Drought costs KZN R400?mln

2014-10-13 00:00

THE recent light spattering of rain was having little impact on the province’s drought concerns, University of Kwa­Zulu-Natal Professor Albert Modi said yesterday.

Modi, a crop scientist, said businesses and livelihoods were still at stake and more rain was needed to stave off a crisis.

The KZN Department of Co-operative Governance and Traditional Affairs (Cogta) said damage was running into millions of rands and the provincial cabinet has endorsed recommendations to declare disaster areas in all regions affected by severe droughts.

UMkhanyakude, uThungulu, Ilembe, Zululand, uMgungundlovu, Harry Gwala, uMzinyathi and uThukela have received rainfall well below average and this has affected water levels in various catchment areas.

Modi said the weather patterns have changed. “You can drive from Durban, for five kilometres you find that there is rain and in other parts there is no rain. Some farmers will get rain, some will not get any and others will get floods,” he said.

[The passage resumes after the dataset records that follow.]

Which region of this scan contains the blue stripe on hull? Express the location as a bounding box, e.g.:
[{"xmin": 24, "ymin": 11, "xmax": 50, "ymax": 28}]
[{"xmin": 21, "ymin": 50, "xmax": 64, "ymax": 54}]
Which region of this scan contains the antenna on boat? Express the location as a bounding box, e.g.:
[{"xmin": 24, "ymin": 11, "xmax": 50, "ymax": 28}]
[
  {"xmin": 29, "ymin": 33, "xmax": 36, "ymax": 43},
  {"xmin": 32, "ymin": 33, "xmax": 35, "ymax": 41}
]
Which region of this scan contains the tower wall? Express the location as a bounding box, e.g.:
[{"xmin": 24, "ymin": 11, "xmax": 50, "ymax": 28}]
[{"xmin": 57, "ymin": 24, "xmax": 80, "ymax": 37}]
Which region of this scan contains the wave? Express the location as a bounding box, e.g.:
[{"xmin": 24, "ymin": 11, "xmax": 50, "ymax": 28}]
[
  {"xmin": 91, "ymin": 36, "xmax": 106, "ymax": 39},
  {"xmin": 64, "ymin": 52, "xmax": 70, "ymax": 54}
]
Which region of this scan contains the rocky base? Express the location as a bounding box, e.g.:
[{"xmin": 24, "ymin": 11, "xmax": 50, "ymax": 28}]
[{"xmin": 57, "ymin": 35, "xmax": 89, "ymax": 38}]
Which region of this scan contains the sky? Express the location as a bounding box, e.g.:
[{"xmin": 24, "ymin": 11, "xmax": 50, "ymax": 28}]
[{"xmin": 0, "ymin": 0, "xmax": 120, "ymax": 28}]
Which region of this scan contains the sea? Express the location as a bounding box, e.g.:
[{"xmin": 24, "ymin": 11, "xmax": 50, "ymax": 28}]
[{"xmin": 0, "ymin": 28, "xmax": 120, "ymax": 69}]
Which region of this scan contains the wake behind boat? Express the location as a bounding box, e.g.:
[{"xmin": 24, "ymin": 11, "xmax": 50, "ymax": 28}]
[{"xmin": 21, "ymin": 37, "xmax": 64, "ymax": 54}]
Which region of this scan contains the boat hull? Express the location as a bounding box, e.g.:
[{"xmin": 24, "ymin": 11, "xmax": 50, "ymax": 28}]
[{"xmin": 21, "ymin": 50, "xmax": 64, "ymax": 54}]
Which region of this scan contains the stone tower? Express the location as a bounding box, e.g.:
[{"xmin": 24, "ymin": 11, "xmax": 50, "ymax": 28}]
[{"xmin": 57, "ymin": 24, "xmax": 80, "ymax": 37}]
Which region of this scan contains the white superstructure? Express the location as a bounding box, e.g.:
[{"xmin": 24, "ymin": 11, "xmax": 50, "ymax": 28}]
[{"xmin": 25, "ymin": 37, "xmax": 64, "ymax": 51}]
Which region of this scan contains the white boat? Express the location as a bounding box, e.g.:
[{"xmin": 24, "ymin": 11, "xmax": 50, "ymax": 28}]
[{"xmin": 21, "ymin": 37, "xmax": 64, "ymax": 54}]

He said normally the country ­received about 450 mm of rain on average, and the majority of this rain falls within the eastern seaboard of the country with KwaZulu-Natal getting the ­lion’s share of the rainfall.

He said below-average rainfall over a sustained period meant the amount of water that is stored declined.

And to make matters worse, because of the long dry periods water was lost through evaporation, he said.

“Because of the change in weather patterns, there are floods, and water stored is lost through irrigation.”

Cogta MEC Nomusa Dube-Ncube said they estimate the drought had caused damage to the tune of R400 million.

“Our preliminary assessment of damages to the province, especially to livestock and crops, currently stands at R400 million but this is by no means the final tally as our assessment teams continue to take stock of the water crisis on the ground,” said Dube-Ncube.

“The effects of droughts are now treated as an emergency with all our capacity being placed at the disposal of the affected regions. The declaration of disaster areas also opens the way for additional assistance and funding for KZN from the national government,” said Dube-Ncube.

She said communities should play their part by conserving the little water that is still available.